Proportionality at birth and left ventricular hypertrophy in healthy adolescents

Alexandra A. Sawyer, Norman K. Pollock, Bernard Gutin, Neal Lee Weintraub, Brian Kevin Stansfield

Research output: Contribution to journalArticle

Abstract

Background: Perinatal growth has important implications for cardiac development. Low birth weight is associated with cardiovascular (CV) events and mortality, and animal studies have shown that fetal growth restriction is associated with cardiac remodeling in the perinatal period leading to a permanent loss of cardiomyocyte endowment and compensatory hypertrophy.

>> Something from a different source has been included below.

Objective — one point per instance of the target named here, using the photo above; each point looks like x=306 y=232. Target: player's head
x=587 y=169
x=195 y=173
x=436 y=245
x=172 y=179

Aims: To determine associations of birthweight (BW) and multiple proportionality indexes (body mass index (BMI); weight/length 2 and Ponderal index (PI); weight/length 3 ) at birth on one hand, with left ventricular (LV) structure and function during adolescence. Subjects: 379 healthy adolescents aged 14–18 years in Augusta, Georgia. Outcome measures: LV structure and function parameters, including intraventricular septal thickness in diastole (IVSd), LV internal dimension in diastole (LVIDd), LV internal diameter in systole (LVIDs), LV posterior wall thickness in diastole (LVPWd), relative wall thickness (RWT), midwall fractional shortening (MFS), and ejection fraction, were assessed by echocardiography. Results: When associations of birthweight, birth BMI, and birth PI with LV structure and function parameters were separately evaluated with linear regression adjusting for age, sex, race, Tanner stage, socioeconomic status, and physical activity, significant positive associations of BW with LVIDd (P = 0.004), birth BMI with LV mass index (P = 0.01), and birth PI with IVSd (P = 0.02), LVPWd (P = 0.03), and LV mass index (P = 0.002) were identified. When LV structure and function parameters were compared across PI tertiles, a significant U-shaped trend for LV mass index (P quadratic = 0.04) was identified. Conclusions: Our adolescent data suggest that proportionality at birth may identify associations between perinatal growth and cardiac remodeling independent of birthweight alone.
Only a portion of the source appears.